How can a program have a high virtual byte count while the private bytes are relatively low on Windows 32-bit?

I'm trying to get a better understanding of how Windows, 32-bit, calculates the virtual bytes for a program. I am under the impression that Virtual Bytes (VB) are the measure of how much of the user address space is being used, while the Private Bytes (PB) are the measure of actual committed and reserved memory on the system.
In particular, I have a server program I am monitoring which, when under heavy usage, will climb up to the 3GB limit for VBs. Around the same time the PB climb as well, but then quickly drop down to around 1 GB as the usage drops. The PB tend to then stay low, around the 1 GB mark, but the VB stay up around the 3 GB mark. I do not have access to the source code, so I am just using the basic Windows performance counters to monitor all of this. From a programming point of view, what memory concept do I not understand that makes this all possible? Is there a good reference to learn more about this?
What your reporting is most likely being caused by the process heap. There are two pieces to a memory allocation in Windows. The first piece is the continuous address space in your application for the memory to accessed through. On a 32 bit system not running the /3GB switch all your allocations must come out of the lower 2 GB of user address space. The second piece of the memory allocation is the actually memory for the allocation. This can be either RAM or part of the page file system on the hard disk. The OS handles moving allocations between RAM and the page file system in the background.
Most likely your application is using a Windows heap to handle all memory allocations.
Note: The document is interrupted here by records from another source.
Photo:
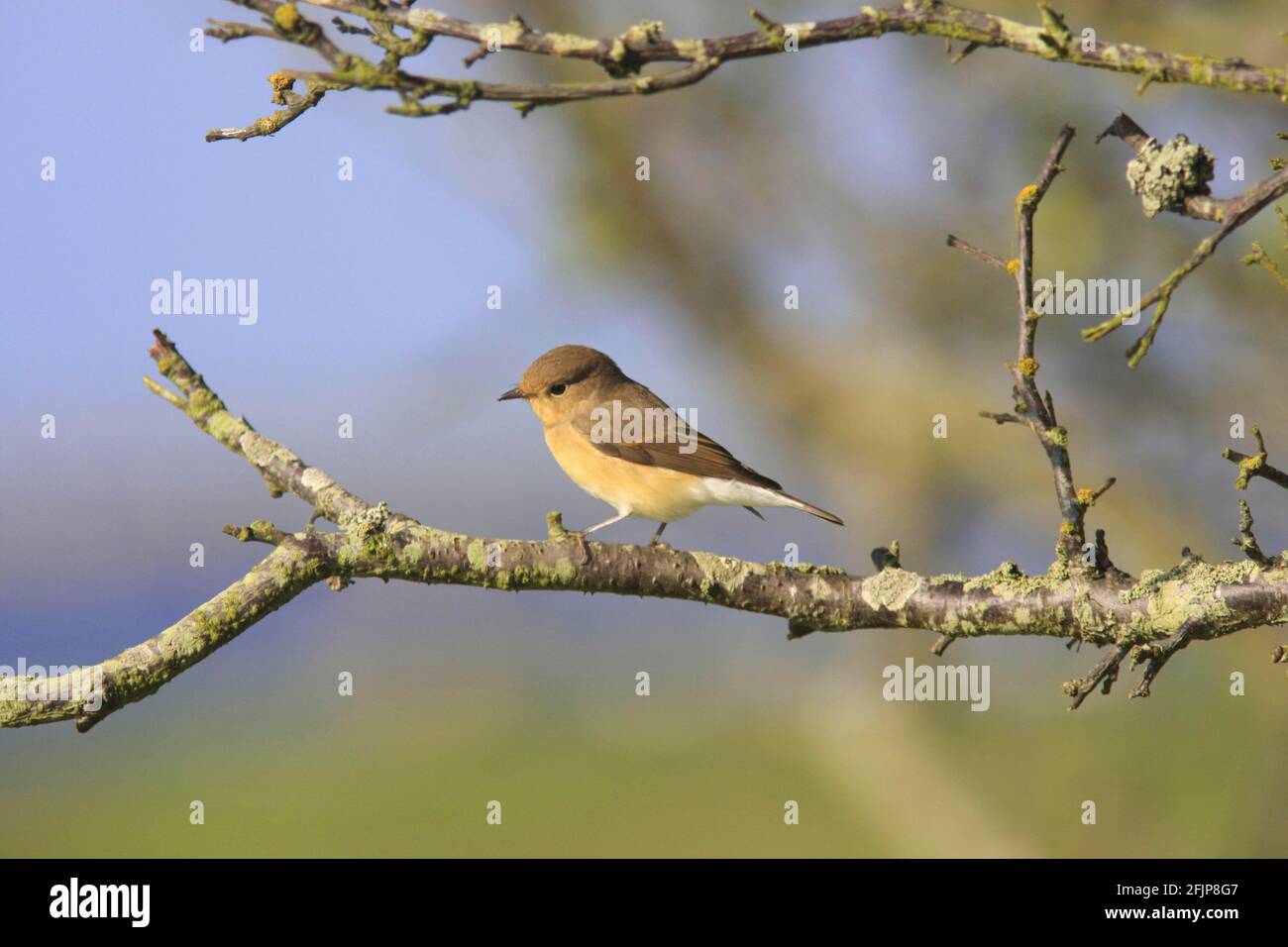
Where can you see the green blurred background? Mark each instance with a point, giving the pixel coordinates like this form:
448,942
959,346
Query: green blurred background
809,170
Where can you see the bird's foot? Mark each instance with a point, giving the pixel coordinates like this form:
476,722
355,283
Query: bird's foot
579,538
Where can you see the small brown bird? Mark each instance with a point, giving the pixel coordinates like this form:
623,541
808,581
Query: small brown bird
623,445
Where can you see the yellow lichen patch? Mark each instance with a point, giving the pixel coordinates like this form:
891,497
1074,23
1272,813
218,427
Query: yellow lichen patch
286,17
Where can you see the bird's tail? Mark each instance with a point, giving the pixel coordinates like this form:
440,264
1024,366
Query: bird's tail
810,508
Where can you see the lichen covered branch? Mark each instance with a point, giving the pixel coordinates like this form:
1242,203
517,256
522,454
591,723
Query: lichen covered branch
1205,600
1173,178
625,55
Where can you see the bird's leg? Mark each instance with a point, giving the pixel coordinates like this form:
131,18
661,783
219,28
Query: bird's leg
580,535
589,530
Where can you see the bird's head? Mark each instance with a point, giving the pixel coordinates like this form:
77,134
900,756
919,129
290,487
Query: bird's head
563,379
When a heap is created is reserves 1 MB of address space for the memory it will allocate. Until it actually needs memory associated with this address space no physical memory is actually used. If the heap needs more memory than 1 MB it uses a doubling algorithm to reserve more address space, and then commits physical memory when it needs it. The important thing to note is that once a heap reserves address space it never releases it.
Personally I found the following books and chapters useful when trying to understand memory management.
Advanced Windows Debugging - Chapter 6 This book has the most detailed look into the heap I have seen.
Windows Internals - Chapter 7 This book adds a bit of information not found in Advanced Windows Debugging; however, it does not give as good an overview.
It sounds to me like you have a garbage collector that's only kicking in once the memory pressure hits 1/3 (1 GB out of 3 GB).
As for the VB - don't worry! It's virtual! Honestly, nothing's been allocated, nothing's been committed. Focus on your private bytes - your real allocations.
There is such a thing as "Virtual Memory". It's a rather non-OS-specific concept in computer science. Microsoft has also written about Windows implementation of the thing.
A long story short, in Windows you can ask to reserve some memory without actually allocating any physical memory. It's like making some memory addresses reserved for future use. When you really need the memory, you allocate it physically (aka "commit" it).
I haven't needed to use this feature myself, so I don't know how it's used in real life programs, but I know it's there. I think the idea might be something like preserving pointers to some memory address and allocating the memory when needed, without having to change what the pointers actually point to.
Windows is notorious for having a variety of types of memory allocations, some of which are supersets of others. You've mentioned Private Bytes and Virtual Bytes. Private bytes, as you know, refers to memory allocated specifically to your process. Virtual bytes includes private bytes, as well as any shared memory, reserved memory, etc.
Even though in real life you only need to be concerned with private bytes and perhaps shared memory (Windows handles the rest, anyways), the Virtual Bytes count is often what users (and evaluators of your software) see and interpret as the memory usage of your process.
A good and up-to-date reference on the subject is the book titled Windows Via C/C++ by Jeffrey Richter, you should look for Chapter 13: "Windows Memory Architecture".